Participants will expect to come away from the talk with:
- An overview of the current threats to Supply Chain Security with a focus on OSS
- How we have developed our custom malware detection pipeline
- The general results and common malware types in open source package repositories
- How we played Among Us with an adversary setting up a honeypot targeted malware which resulted in a surprising twist!
- What future work Snyk are performing to detect more malware and help clean up repos!
In the breakout session we host an interactive session where dive deep into the reverse engineering process and results from the custom malware from the previously mentioned targeted dependency confusion campaign, followed by an open discussion regarding additional details on our ongoing future detection efforts, areas of improvement, follow-up research and general Q&A.
Bio: Elliot Ward
Elliot is a security researcher @ Snyk, with many years working on application security and offensive security topics. Elliot is from the United Kingdom but has been living in Zurich now for 5 years. He enjoys hacking, craft beer, cats, skateboarding and snowboarding.
A Tale of Securing Containerized Workloads at Scale
In this talk, we tell the story of how we secure our containerized workloads at Datadog. We start by laying out the real-world threats to Kubernetes environments in 2022, showcasing some recent incidents and malware in the wild, as well as challenges in securing containers’ supply chain and ensuring their provenance. Then, we dive into the approaches we evaluated and took to gain visibility and ensure no dangerous workloads run in our clusters – which, unsurprisingly, is not straightforward when your “customer” is a fast-moving engineering team of more than a 1’000 engineers. We discuss how using the same, consistent rule set across different stages of the deployment lifecycle helps gaining consistency and trust from other teams. In particular, we showcase how to treat security rules as code, including with tests and a continuous integration (CI) pipeline, and discuss how to balance the “cost of false positives”‚ with the “risk of false negatives” depending on the environment you operate in.
Throughout the talk, we advocate for a pragmatic, threat-informed and risk-based approach to securing Kubernetes clusters without the hype. For every rule we implement, it’s critical that we, as security engineers, are able to demonstrate the attacks it prevents or detects backed with real-world data. We also discuss the operating model of providing security “as a platform”, acting as enablers for engineering teams to ship secure workloads fast.

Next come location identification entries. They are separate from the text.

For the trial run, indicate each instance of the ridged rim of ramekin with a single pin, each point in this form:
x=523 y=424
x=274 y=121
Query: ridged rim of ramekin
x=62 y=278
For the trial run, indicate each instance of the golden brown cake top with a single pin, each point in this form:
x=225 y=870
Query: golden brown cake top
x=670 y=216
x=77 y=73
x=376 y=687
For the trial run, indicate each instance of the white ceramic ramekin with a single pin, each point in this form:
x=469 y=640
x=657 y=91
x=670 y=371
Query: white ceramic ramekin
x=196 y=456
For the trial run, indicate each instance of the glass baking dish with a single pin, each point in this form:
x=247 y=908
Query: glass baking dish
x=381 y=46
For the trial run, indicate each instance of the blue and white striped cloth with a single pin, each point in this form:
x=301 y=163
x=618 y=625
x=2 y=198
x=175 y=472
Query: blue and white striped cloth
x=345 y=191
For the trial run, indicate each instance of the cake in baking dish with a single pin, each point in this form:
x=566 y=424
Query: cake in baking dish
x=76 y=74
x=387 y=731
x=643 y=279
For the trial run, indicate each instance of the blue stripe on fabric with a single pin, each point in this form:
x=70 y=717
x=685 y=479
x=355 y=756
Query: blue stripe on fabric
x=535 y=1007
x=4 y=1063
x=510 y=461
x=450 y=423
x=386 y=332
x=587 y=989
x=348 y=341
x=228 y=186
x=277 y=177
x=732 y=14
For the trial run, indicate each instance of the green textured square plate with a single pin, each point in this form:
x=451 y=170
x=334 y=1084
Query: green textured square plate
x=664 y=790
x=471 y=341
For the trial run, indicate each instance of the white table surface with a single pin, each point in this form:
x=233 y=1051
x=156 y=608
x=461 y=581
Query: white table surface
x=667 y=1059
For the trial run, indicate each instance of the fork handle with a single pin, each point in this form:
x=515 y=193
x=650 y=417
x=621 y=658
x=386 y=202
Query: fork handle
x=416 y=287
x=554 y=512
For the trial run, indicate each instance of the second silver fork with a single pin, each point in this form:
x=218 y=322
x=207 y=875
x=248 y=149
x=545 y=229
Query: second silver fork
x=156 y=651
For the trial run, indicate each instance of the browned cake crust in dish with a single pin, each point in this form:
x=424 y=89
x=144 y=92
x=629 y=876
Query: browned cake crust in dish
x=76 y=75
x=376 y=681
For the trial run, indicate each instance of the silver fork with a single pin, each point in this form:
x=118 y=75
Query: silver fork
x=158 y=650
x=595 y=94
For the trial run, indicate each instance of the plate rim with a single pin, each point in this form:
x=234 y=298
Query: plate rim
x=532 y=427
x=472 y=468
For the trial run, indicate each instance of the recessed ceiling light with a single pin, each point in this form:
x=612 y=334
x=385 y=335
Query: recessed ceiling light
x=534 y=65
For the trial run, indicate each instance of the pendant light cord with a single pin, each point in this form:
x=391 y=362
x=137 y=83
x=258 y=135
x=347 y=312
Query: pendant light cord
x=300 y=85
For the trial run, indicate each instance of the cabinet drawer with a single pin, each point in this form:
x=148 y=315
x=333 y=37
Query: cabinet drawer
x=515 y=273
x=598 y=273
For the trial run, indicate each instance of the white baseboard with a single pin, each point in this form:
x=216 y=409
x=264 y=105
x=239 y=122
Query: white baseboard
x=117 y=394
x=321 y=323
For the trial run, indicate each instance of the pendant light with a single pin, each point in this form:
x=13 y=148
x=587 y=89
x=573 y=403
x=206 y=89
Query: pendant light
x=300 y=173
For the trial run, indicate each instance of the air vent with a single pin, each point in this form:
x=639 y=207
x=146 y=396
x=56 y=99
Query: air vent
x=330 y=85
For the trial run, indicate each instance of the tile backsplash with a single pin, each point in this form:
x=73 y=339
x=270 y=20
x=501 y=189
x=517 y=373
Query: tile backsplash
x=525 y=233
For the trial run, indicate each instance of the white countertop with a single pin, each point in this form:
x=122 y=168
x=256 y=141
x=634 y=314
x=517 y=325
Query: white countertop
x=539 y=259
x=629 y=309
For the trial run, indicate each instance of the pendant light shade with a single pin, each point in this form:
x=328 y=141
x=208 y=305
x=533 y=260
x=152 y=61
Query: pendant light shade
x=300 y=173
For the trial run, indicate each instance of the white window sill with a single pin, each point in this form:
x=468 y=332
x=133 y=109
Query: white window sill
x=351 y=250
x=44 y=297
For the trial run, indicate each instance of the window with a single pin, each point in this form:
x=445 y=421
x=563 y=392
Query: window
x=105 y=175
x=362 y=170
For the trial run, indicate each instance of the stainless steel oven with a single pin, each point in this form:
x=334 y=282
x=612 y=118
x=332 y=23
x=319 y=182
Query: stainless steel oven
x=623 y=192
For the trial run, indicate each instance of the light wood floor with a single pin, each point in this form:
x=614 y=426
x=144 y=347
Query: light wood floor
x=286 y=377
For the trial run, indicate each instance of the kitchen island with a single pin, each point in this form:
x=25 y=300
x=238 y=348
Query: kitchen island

No matter whether you run one or a hundred clusters, you will walk away with actionable insights on how – and especially why – to secure containerized workloads in an engineering-heavy environment.
Bio: Tommy McCormick – @jan0ski_
Tommy works as a security engineer at Datadog. He’s passionate about threat detection and securing containerized workloads, applying pragmatic, threat-informed security controls at scale and ensuring that “shifting security left” isn’t just a buzzword.